De plus les GSPR créent tout un cadre réglementaire de normes et standards liés les uns aux autres dans une optique de l'état de l’art (State of the Art). Une hiérarchie dans leur validité est créée par le droit constitutionnel européen. Le graphique (Image 1) démontre les liaisons entre ces standards et recommandations. Cela créé pour les laboratoires des goulots d’étranglements au niveau des ressources.
La hiérarchie des normes s’appliquant aux laboratoires dans le cadre de l’IVDR art. 5.5 ©image créée par Platomics
Les exigences techniques des GSPR
L'Annexe I de l’IVDR, définit les exigences fondamentales en matière de sécurité et de performance des dispositifs de diagnostic in vitro (DIV) dans l’Union européenne. Ces exigences sont organisées en trois grands chapitres qui couvrent des aspects essentiels de la conception, de la fabrication et de l’information fournie avec le dispositif.

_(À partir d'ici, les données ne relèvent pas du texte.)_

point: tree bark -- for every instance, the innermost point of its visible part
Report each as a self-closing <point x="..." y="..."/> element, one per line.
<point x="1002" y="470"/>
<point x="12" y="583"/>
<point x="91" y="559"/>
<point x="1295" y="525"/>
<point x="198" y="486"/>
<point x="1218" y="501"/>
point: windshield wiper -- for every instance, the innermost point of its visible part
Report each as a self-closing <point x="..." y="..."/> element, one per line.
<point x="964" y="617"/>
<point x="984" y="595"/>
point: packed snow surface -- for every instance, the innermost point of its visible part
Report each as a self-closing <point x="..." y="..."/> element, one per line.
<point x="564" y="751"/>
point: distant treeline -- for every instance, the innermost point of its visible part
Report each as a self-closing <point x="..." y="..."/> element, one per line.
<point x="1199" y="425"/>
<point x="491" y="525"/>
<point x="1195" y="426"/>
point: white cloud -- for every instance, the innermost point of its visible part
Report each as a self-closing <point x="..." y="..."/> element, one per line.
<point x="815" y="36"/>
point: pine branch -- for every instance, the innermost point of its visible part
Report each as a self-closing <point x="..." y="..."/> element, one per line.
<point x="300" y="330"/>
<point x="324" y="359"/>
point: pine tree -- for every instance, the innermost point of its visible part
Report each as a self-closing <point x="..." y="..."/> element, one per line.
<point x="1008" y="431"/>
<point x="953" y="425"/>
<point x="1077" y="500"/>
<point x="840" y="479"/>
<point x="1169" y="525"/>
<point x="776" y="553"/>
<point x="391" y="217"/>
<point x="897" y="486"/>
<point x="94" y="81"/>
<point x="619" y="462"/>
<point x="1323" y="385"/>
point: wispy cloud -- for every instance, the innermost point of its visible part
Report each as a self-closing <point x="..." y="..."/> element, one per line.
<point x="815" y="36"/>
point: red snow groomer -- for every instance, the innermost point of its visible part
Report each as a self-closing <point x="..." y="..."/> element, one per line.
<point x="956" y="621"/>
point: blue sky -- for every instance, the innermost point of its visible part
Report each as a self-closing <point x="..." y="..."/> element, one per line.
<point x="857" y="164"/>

Tout d’abord, les exigences générales établissent que tout dispositif doit être sûr et performant tout au long de son cycle de vie. Le fabricant doit garantir que le rapport bénéfice/risque du dispositif est favorable et que les risques sont réduits autant que possible grâce à une gestion rigoureuse des risques. Par ailleurs, le fabricant doit prouver que le dispositif fonctionne comme prévu, notamment en démontrant sa performance analytique et clinique. La stabilité et la fiabilité du produit, y compris sa durée de conservation et les conditions de stockage, doivent également être validées afin d'assurer une performance constante.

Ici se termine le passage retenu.